Using SPS Aerostructures' earned standard hours (ESH) method for assessing production cost effectiveness, which is a measure not only of FMS up-time but also takes into account operator performance, some impressive results are being achieved.
The FMS comprises five Matsuura H.Plus-630 horizontal machining centres with 120-tool magazines linked by a three-level storage system from Fastems, Finland, with capacity to hold 68 Europallets of raw aluminium billet and 44 machine pallets, 30 equipped with cubes and 14 with tombstones.
Capacity is high for the footprint, allowing efficient utilisation of floor space.
There are two load-unload stations with a rotating pallet table where operators remove machined parts and fixture new billets.
There is also an input / output station with a conveyor to allow raw material to enter the system for storage and to be retrieved when needed.
Material movement within the store is effected by a 3-axis CNC, rail-guided stacker crane fitted with telescopic forks for pallet handling.
The main window in the control displays a mimic of the entire system and uses colours and icons to advise the real-time status of all the system elements.
The FMS achieves high utilisation of the 12,000 rev/min spindles under unmanned running conditions by virtue of Fastems' Windows-based MMS (manufacturing management system) control software.
Its core tasks are scheduling of automatic pallet transfers between the loading station and the machine tools, input and output of raw material as required, and control of the stacker crane.
Production order data and part programs are downloaded automatically from SPS Aerostructures' host system into the FMS control and order information is transferred back after completion of the machining cycles.
Operators effectively work in a paperless environment, as set-up sheets, tooling data and special setting notes or photographs are stored electronically.
When a pallet is sent from a loading station into the FMS, a route is assigned to it and the system automatically controls the defined sequence of steps and ensures that the correct NC program is sent by DNC and instigated when the pallet reaches a machine.
The software uses an algorithm to schedule pallet transfers so that idle time of the Matsuura machines is minimised.

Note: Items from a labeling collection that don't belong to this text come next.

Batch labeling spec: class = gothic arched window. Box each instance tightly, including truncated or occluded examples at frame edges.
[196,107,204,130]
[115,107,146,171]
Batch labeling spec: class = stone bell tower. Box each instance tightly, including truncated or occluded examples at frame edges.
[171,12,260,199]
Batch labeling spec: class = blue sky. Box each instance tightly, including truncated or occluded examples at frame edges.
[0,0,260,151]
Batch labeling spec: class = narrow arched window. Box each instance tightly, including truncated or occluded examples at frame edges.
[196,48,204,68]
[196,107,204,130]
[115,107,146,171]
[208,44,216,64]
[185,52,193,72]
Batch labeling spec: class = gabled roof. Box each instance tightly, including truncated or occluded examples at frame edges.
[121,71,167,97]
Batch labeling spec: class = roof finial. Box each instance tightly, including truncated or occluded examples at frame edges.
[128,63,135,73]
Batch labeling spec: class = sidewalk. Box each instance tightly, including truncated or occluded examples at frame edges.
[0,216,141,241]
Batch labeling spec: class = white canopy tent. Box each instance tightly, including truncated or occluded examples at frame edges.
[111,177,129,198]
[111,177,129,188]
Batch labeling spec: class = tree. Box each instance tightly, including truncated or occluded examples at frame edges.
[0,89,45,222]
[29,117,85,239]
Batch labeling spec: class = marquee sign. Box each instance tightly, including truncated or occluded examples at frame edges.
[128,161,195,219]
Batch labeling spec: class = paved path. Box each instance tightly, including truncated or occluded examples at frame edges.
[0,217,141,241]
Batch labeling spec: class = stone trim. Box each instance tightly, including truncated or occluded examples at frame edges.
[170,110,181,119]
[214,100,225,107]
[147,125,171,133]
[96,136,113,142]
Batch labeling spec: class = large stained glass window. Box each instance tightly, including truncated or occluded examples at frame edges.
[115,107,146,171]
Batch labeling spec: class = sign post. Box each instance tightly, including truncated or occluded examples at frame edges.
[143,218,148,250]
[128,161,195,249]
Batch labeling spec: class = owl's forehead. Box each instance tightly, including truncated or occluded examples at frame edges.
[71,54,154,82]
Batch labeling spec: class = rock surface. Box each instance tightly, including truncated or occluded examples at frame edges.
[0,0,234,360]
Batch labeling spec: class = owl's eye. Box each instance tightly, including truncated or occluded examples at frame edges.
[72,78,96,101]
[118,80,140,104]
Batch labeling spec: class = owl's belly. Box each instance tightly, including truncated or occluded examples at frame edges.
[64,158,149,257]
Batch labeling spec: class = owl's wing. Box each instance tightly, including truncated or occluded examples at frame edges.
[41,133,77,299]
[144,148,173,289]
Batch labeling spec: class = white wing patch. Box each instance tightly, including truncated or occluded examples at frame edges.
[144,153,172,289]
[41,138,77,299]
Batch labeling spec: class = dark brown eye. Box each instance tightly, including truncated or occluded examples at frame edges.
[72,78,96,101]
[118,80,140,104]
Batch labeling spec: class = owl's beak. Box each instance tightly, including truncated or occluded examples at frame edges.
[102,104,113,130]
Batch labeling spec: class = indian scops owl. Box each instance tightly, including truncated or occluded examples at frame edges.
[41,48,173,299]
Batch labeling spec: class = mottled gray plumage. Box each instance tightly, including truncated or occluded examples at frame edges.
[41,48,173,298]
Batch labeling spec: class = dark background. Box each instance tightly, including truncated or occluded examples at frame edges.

Should the next machine not be available for any reason, for example it already contains a pallet or required tooling is not in place, the pallet is taken to a storage position until a destination becomes available.
The MMS log lists all events, warnings and alarms and there is a modem connection for remote diagnostics.
An integral tool management module within MMS holds and manages all tool data in the magazines and outside of the machines, including length and radius offsets and remaining life.
Tooling data is sent to and from the machines automatically, as tools are tracked throughout the entire FMS using a unique identifier held on a Balluff chip attached to each tool.
A Zoller tool pre-setter has been integrated into the system.
Matsuura specified the machines with powerful spindles capable of high metal removal rates in order to keep cycle times short even when relatively low feed rates are used, which is frequently dictated by milling of small pockets that characterise this type of aerospace work.
Additionally, the geometric accuracy of the machines has eliminated the need, in certain instances, for secondary jig boring operations.
Consistent with the requirement for unmanned running, probes check that billets are loaded correctly, laser detection of broken tools is installed and all machines are fitted with comprehensive coolant and swarf management solutions, which are linked to a central swarf removal system feeding skips located outside the building.